# Bottleneck likelihood derivatives for global epistasis models
This Python Jupyter notebook tests the calculation of the bottleneck likelihood derivatives for the global epistasis models.
Note that it isn't actually really testing code--instead, it's just code that verifies that the analytical derivatives are calculated correctly.

Import Python modules:

In [1]:
import math

import numpy

import scipy.optimize
import scipy.special

Choose some values for the "measured" parameters:

In [2]:
f_v_pre = numpy.array([0.2, 0.4, 0.4, 0.1])
f_v_post = numpy.array([0.25, 0.35, 0.35, 0.05])

Set a few values for the bottleneck and observed phenotypes:

In [3]:
N_bottles = [10, 100, 1000]

# one value of observed phenotype is real (ML) value
real_p_v = numpy.log(f_v_post / f_v_pre) / numpy.log(
    2
)  # - numpy.log(0.35 / 0.4) / numpy.log(2)
p_vs = [numpy.array([-2, -1, 0.1, 2]), real_p_v]

Function to compute $n_v^{\rm{bottle}}$:

In [4]:
def n_v_bottle_func(N_bottle, p_v):
    return (f_v_post * N_bottle * (f_v_pre * 2 ** p_v).sum()) / (2 ** p_v)

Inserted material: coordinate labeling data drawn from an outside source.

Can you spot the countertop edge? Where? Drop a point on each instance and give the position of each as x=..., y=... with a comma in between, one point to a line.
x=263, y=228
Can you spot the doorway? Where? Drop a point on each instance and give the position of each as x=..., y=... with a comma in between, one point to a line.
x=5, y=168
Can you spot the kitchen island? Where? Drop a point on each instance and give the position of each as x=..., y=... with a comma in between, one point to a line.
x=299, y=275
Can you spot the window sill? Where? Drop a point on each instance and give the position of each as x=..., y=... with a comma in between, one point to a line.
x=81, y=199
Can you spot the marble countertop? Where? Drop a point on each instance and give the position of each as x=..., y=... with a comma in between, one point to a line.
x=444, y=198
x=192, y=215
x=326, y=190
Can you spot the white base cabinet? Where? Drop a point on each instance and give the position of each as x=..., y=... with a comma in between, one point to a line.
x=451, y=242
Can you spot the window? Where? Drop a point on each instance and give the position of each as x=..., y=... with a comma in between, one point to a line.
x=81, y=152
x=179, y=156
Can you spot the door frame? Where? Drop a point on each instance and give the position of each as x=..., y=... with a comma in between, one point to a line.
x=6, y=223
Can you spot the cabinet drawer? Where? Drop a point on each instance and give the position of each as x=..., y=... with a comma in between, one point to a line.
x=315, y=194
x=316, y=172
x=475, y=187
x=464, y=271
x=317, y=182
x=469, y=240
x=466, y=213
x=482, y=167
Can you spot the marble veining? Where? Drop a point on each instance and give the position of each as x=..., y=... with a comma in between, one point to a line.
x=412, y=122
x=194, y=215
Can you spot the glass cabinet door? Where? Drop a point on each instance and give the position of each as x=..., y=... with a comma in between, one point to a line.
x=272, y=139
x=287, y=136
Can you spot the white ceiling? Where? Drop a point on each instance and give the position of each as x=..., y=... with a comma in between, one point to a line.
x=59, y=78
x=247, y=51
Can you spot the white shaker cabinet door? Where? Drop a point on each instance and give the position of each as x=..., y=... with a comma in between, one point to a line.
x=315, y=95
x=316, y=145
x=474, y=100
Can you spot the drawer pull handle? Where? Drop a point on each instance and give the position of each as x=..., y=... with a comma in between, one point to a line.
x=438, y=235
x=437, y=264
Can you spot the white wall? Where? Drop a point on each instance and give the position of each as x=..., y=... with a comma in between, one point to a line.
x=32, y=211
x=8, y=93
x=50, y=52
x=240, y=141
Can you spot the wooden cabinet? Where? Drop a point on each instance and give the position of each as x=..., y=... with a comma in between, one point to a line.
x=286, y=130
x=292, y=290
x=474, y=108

Function to compute log likelihood:

In [5]:
def L_func(N_bottle, p_v):
    n_v_bottle = n_v_bottle_func(N_bottle, p_v)
    return (
        n_v_bottle * numpy.log(N_bottle * f_v_pre)
        - scipy.special.loggamma(n_v_bottle + 1)
    ).sum() - N_bottle

Derivative of log likelihood with respect to overall bottleneck:

In [6]:
def dL_dNbottle_func(N_bottle, p_v):
    n_v_bottle = n_v_bottle_func(N_bottle, p_v)
    return (
        n_v_bottle
        / N_bottle
        * (numpy.log(N_bottle * f_v_pre) + 1 - scipy.special.digamma(n_v_bottle + 1))
    ).sum() - 1

Derivative of log likelihood with respect to observed phenotypes:

In [7]:
def dL_dp_v_func(N_bottle, p_v):
    n_v_bottle = n_v_bottle_func(N_bottle, p_v)
    ln_psi_term = numpy.log(N_bottle * f_v_pre) - scipy.special.digamma(n_v_bottle + 1)
    sum_term = ((f_v_post / (2 ** p_v)) * ln_psi_term).sum()
    return (
        math.log(2) * f_v_pre * 2 ** p_v * N_bottle * sum_term
        - math.log(2) * n_v_bottle * ln_psi_term
    )

Compute the log likelihoods and their derivatives.
We see that when $p\left(v\right)$ is close to the "real" value (second value in `p_vs`), then increasing $N_{\rm{bottle}}$ increases the log likelihood.
When $p\left(v\right)$ is very far from the "real" value (first value in `p_vs`), then increasing $N_{\rm{bottle}}$ decreases the log likelihood:

In [9]:
def format_arr(arr):
    return "[" + ", ".join(f"{x:.2g}" for x in arr) + "]"


for p_v in p_vs:
    print(f"\np_v = {format_arr(p_v)}")
    for N_bottle in N_bottles:
        print(f"  N_bottle = {N_bottle}")
        L = L_func(N_bottle, p_v)
        print(f"    L = {L:.3g}")
        dL_dNbottle = dL_dNbottle_func(N_bottle, p_v)
        print(f"    dL_dNbottle = {dL_dNbottle:.3g}")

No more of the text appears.